It is about time! Heck, Mexifornia only has three new districts based on illegal alien count...ain't it just lovely???
State lawmakers are trying to drum up support for a congressional proposal to count only United States citizens when drawing congressional districts.
Unbelieveable! How can this even be questioned? UGGGGG! This country is SERIOUSLY screwed up!
20.000.000.00 Illegals are skewing our federal elections!!!
"current anti-immigrant sentiment"
Anti-ILLEGAL immigrant. %$&^$$#@ it!
Miller has been pushing this for a while now.
Does the constitution in fact require illegal residents to be counted for purposes of representation? I find that hard to believe!
The American Friends Service Committee, which advocates on behalf of immigrants illegal aliens, criticized the proposal as a harsh reaction to current anti-immigrant illegal alien sentiment.
ping
Ok, I'm going to go out on a limb here. No one is as opposed to the illegal immigrants and I, but.... those states do get stuck with picking up one hellacious tab for education, health care, infrastructure and other costs related to those scum bags, so although I am not for empowering their states to get more seats, shouldn't they get something? Its not their fault our Country has bad border control. Ok, educate me now.

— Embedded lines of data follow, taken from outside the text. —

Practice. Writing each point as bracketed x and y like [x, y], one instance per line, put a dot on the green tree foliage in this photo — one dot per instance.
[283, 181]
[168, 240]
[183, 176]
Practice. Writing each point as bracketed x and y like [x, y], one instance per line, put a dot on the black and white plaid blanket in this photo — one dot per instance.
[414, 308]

Since they vote it doesn't make a lot of sense.
Bush's invitees.
I don't think it is necessary to amend the Constitution in order to exclude illegal aliens from the Census count. The Constitution says that Representatives are apportioned among the states based on the number of persons in each state, and that the actual enumeration shall take place as provided by law. Now, no one has ever claimed that just because the Census is held as of April 1, 2000 that foreign tourists that happened to be at Disney World that day should be counted as residents of Florida. And the Census Bureau counts, for purposes of reapportionment, permanent U.S. residents that are temporarily outside the U.S. in military service or in the U.S. diplomatic corps, and they aren't "persons" physically "in such State" on Census Day. So Congress has the ability to limit the Census count to residents of the U.S. and to include permanent residents who are abroad on government service.

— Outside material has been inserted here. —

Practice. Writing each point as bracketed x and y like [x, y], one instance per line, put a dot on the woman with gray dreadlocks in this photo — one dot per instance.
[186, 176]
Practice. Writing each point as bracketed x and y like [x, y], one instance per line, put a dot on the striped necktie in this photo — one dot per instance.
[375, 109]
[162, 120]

I think it would be perfectly reasonable and constitutional, and long overdue, for Congress to legislate that, for purposes of reapportionment, only permanent U.S. residents will be counted, which would exclude people in the U.S. with tourist visas or temporary visas (such as student visas, or if a guest-worker program is approved), or illegal aliens. U.S. citizens and permanent-resident aliens that are premanent residents of the U.S. would be the only persons deemed to count for purposes of reapportionment. Moreover, permanent U.S. residents who are temporarily abroad for any reason (including Mormon missionaries, who were Utah taxpayers but were unfairly excluded from the Census count and cost Utah a House seat after the 2000 Census) should count towards the reapportionment count. The law should also clarify that students will count as residents of their home state and city, not in the state and city where they are going to college.
The law could also say that the Census would still count illegal aliens and people on temporary non-tourist visas for other Census purposes, such as predicting how many people will need public transportation, how many children may need nutritional assistance, etc.; I don't have a problem with that, and it would allay fears that non-permanent resident aliens will become "invisible" to the government. But only people who reside in the U.S. both legally and permanently should count when we reapportion House seats among the states.
ping...
This is an idea that is decades overdue. Conservatives should push for it.
In related news, California dropped to have the same number of US Representatives as Delaware.